Я давно уже не думал, что моя мать может помочь, защитить, а тем более спасти, но я шел к ней, потому что со мной кое что случилось и потому что сегодня был день моего рождения.

Я направился проходными дворами, чтобы срезать квартал по диагонали и выйти к перекрестку поэтов, неподалеку от которого, на углу переулка, стоял дом с вычурным лепным фасадом и тяжелыми эркерами, заканчивавшимися шатровыми башенками с черными флюгерами. Пробираясь дворовыми скверами с мокрыми, голыми, как скелеты, деревцами, огибая старые флигели, проходя под гулкими арками, я все время ощущал, будто кто-то следит за мной пристальным немигающим глазом, и это заставляло ускорять шаги.

Смешно и глупо, когда сорокалетний человек смотрит на старые дворы, стиснутые унылыми стенами, глазами мальчишки.

С чувством облегчения вышел я из ворот, пересек улицу, остановился возле родного дома и поглазел на перекресток поэтов. Там скрежетали трамваи, около пивной торчали забулдыги, их серые фигуры с обвислыми плечами словно колебались на ветру, как бесплотные тени; из переулка медлительно выплыл автобус и затормозил на остановке возле бакалеи, — перекресток снисходительно взирал на всю эту суету.

«…Но умолкни мой стих! И погромче нас были витии Да не сделали пользы пером… Дураков не убавим в России, А на умных тоску наведем», — сказал революционный демократ, угасший от чахотки в светло-желтом доме с высокими окнами, стоящем неподалеку.

«Сегодня в Петрограде на Надеждинской ни за грош продается драгоценнейшая корона. За человечье слово — не правда ли, дешево?» — откликнулся ему агитатор, горлан и главарь через полувековую толщу.

Я стоял возле своего родного дома и глазел на перекресток поэтов. Мне было сорок лет, мне было наплевать на всех дураков и тоскующих умников, потому что я сам владел драгоценнейшей короной и надеялся продать ее подороже, чем за простое слово. Но что-то случилось со мной сегодня, и поэтому, вместо того чтобы свернуть в парадную, я потащился к пивной.
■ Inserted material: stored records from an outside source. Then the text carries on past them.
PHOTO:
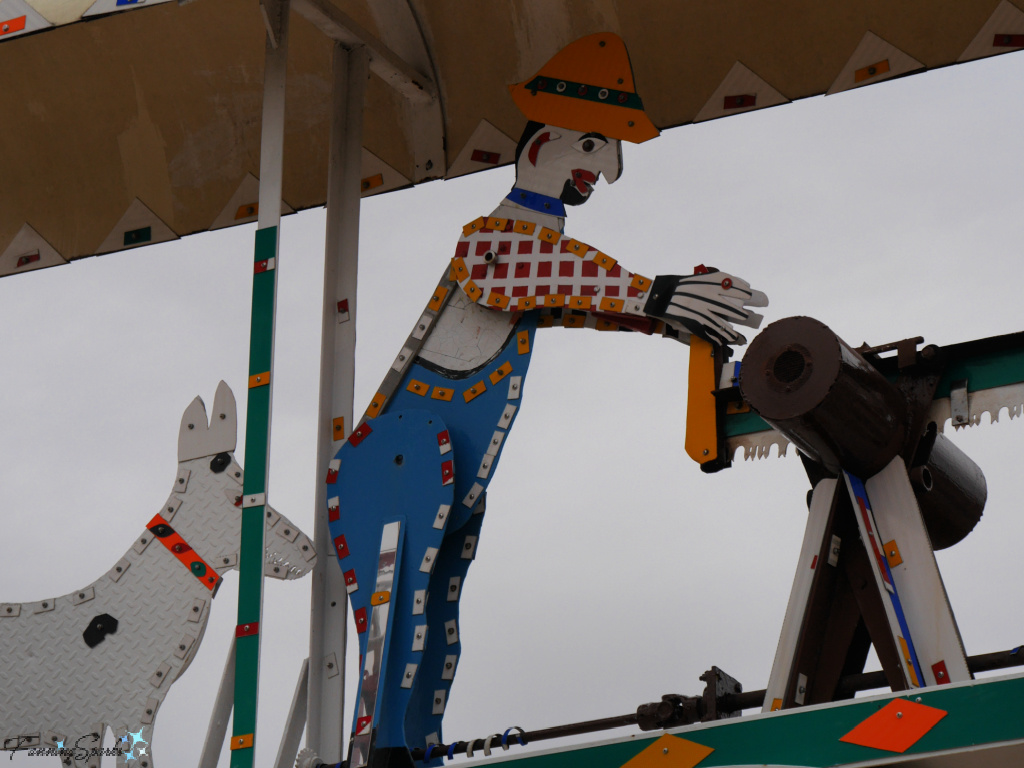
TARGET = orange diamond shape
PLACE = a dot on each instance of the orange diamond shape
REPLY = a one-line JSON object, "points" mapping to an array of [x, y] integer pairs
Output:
{"points": [[670, 752], [896, 727]]}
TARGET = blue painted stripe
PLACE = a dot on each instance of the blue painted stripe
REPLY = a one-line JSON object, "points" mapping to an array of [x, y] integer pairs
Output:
{"points": [[861, 493]]}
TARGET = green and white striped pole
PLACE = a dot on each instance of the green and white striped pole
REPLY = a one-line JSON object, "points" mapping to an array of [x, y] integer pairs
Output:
{"points": [[257, 454]]}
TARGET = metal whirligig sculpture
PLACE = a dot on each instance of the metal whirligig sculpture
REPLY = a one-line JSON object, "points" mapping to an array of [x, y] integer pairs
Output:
{"points": [[407, 491]]}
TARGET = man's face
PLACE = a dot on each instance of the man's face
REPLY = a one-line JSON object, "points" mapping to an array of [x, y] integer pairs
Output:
{"points": [[566, 164]]}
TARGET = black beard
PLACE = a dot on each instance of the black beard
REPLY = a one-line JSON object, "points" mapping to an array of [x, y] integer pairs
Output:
{"points": [[570, 196]]}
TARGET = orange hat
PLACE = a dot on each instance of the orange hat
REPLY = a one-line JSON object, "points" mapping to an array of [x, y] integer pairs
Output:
{"points": [[588, 86]]}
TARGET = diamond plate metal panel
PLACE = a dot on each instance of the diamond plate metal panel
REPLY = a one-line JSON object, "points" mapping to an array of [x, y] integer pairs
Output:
{"points": [[162, 610]]}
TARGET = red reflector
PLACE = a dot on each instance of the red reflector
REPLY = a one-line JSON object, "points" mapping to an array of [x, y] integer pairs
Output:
{"points": [[1008, 41], [359, 434], [341, 546], [245, 630], [11, 26], [480, 156], [738, 102]]}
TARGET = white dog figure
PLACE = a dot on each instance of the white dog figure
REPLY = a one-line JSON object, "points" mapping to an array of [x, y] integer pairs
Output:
{"points": [[107, 654]]}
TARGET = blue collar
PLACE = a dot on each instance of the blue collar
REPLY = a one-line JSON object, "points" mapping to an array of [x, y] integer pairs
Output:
{"points": [[537, 202]]}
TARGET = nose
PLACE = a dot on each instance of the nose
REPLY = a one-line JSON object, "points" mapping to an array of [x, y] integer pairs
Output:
{"points": [[610, 161]]}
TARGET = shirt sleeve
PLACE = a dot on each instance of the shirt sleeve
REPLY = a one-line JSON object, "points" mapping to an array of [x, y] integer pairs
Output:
{"points": [[515, 265]]}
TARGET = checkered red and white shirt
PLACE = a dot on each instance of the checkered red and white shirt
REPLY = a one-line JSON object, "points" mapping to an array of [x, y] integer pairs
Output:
{"points": [[518, 265]]}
Заведение это находилось здесь столько, сколько я помнил себя. Через него, верно, прошли многие поколения. Я не знал, какой вид до войны имел продолговатый с кафельным полом и стенами из темной фанеры зал, — с тех времен запомнилась только синяя вывеска над дверью. Но в послевоенные годы мне случалось заглядывать сюда, чтобы разжиться окурком или ломтем круто посоленного хлеба. В те времена пивная была клубом для инвалидов с окрестных улиц, они горестно и надрывно праздновали то, что остались живы, пройдя войну. Зал тогда казался теплее и меньше; клубился табачный дым под тремя лампами, свисавшими на шнурах в бумажной нитяной оплетке, засиженной мухами; над самыми баллонами ламп были жестяные абажуры в виде мелких тарелок, чуть тронутые ржавчиной; у дальней стены была стойка из темного дерева и на ней, похожий на крест, высокий латунный двойной кран, из которого двумя нескончаемыми пенистыми струями лилось в высокие кружки жидкое пиво; была тут и водка с бело-зеленой скромной этикеткой — «Ленинградская». А над залитыми мраморными столешницами мотались лохматые головы, бренчали медали на выцветших гимнастерках, глухо стукали в кафельный пол костыли, гнусаво и горько выводила «Землянку» гармонь, кто-то вскрикивал звериным отчаянным криком, в котором слышалось разом и горе и лихость…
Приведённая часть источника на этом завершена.